In February 2021, Susman Godfrey agreed to represent Measure 8 and the other plaintiffs in the current lawsuit. When the firm ran a conflict check, the former dispute was flagged. However, when Black was asked about the previous matter, she said she had "no recollection of the case" and the firm concluded no conflicts existed, according to the motion.

"Only two minutes after being told that Susman had explored bringing a breach of fiduciary duty claim that is the exact inverse of the one that plaintiffs … [Susman] concluded that no conflicts existed," the motion states. "It was not enough time to determine whether Susman had received information from [Khanna] … nor were those two minutes sufficient to research Oregon's ethical rules."

The defendants claim the firm violated Oregon law by failing to notify Khanna and Sentia it was taking on the plaintiff's case, and by violating a duty of confidentiality to Khanna and Sentia, who had previously been "prospective clients" of Susman Godfrey.

According to Markowitz Herbold, Oregon law states that even if a lawyer is not retained, they cannot use the information they receive from a potential client.

Additionally, law firms can be disqualified from representing clients "whose interests are materially adverse to a prospective client when it has received information from the prospective client that could be 'significantly harmful' to that person in the 'same or substantially related matter,'" Friday's motion states.

The motion argues the confidential information Susman Godfrey received from Khanna enabled it to "win the race to file — and gain all its attendant advantages — better value the claims, defenses, and counterclaims, and inform pre-suit settlement strategy."
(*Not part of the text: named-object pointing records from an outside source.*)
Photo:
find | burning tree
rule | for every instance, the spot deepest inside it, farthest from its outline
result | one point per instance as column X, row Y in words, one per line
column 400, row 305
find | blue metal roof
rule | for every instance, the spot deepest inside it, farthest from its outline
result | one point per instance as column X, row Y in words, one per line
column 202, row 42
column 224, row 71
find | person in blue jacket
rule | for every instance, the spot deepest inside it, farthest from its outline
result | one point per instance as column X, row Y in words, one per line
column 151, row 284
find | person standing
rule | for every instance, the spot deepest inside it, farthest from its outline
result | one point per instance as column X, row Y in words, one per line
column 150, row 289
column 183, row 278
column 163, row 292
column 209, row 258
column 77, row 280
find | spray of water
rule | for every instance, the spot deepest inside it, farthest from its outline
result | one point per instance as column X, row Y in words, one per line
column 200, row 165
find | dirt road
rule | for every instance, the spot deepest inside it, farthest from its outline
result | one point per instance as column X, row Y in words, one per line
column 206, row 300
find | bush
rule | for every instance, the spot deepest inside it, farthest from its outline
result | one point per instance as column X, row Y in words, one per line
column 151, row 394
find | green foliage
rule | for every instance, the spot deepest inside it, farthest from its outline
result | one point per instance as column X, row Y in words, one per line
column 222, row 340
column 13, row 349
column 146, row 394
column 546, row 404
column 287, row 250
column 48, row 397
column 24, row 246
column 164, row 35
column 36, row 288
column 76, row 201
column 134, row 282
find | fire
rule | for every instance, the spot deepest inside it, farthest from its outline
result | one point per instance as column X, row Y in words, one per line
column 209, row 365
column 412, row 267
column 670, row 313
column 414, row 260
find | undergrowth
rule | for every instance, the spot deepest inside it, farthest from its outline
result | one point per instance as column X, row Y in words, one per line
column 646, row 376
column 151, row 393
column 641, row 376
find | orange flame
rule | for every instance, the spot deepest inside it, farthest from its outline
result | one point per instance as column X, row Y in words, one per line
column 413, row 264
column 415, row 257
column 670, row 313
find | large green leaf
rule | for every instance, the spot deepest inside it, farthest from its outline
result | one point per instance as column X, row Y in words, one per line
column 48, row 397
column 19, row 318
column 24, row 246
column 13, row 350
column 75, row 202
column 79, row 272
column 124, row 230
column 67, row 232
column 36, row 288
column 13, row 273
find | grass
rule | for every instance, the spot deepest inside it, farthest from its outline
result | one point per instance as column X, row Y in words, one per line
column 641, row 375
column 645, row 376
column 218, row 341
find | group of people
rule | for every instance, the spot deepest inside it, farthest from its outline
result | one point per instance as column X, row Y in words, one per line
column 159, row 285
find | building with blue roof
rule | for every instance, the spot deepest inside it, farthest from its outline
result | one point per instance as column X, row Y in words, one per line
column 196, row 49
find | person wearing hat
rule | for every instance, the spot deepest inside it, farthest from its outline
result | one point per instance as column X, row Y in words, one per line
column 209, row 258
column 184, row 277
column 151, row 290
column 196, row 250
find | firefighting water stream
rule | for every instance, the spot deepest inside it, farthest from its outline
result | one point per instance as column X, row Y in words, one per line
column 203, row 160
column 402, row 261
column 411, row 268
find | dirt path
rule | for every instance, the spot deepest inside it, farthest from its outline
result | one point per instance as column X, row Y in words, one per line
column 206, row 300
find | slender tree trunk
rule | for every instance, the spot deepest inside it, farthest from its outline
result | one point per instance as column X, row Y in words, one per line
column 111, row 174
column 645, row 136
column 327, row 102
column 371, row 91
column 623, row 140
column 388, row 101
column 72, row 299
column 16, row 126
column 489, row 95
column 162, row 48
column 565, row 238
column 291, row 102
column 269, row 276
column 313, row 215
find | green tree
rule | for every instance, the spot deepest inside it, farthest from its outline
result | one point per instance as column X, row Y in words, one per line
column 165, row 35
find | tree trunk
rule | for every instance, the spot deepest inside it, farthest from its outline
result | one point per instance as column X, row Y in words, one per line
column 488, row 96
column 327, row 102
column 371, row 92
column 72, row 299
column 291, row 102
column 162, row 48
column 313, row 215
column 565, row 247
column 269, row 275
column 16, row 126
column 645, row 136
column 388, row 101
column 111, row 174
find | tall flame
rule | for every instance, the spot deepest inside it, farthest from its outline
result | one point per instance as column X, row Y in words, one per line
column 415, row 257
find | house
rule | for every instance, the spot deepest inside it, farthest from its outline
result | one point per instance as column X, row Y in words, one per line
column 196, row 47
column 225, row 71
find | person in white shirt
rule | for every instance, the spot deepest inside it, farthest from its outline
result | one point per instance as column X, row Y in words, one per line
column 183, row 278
The lawsuit against Khanna, filed in Oregon's Multnomah County Circuit Court in January, claims Khanna and others committed securities fraud, violating Oregon securities laws by giving investors misleading and false information so he could raise funds.

According to the complaint, investors ultimately purchased more than $74 million in debentures in Sentia, but almost a year after investing in Sentia, investors learned Khanna had made untrue statements, including that he had not officially worked for Sentia for more than nine months.

In September 2019, things started to unravel when Khanna emailed investors, stating Sentia's revenue had grown slower than expected. He reassured investors, though, that Sentia would reach its projections "only one quarter late," according to the complaint.

However, Sentia's year-end financial statements issued to investors in February 2020 painted a different picture. According to the complaint, the report revealed Sentia's customers had returned more than $4 million worth of products in the fourth quarter of 2019 alone and that Sentia's January 2020 revenue was below $1 million.

The investors claim that following the discovery of Khanna's alleged misrepresentations, he did not dissolve Sentia and return the remaining funds to investors as requested, but instead sold certain company assets to a nonviable company.

The investors are represented by Robert S. Banks Jr. of Banks Law Office PC, and Geoffrey L. Harrison, Oleg Elkhunovich and Jordan Rux of Susman Godfrey LLP.

Khanna is represented by Vivek Kothari and David Markowitz of Markowitz Herbold PC.

Counsel information for the other defendants was not immediately available.

The case is Measure 8 Ventures LP et al. v. Khanna et al., case number 22CV00946, in the Circuit Court of the State of Oregon, County of Multnomah.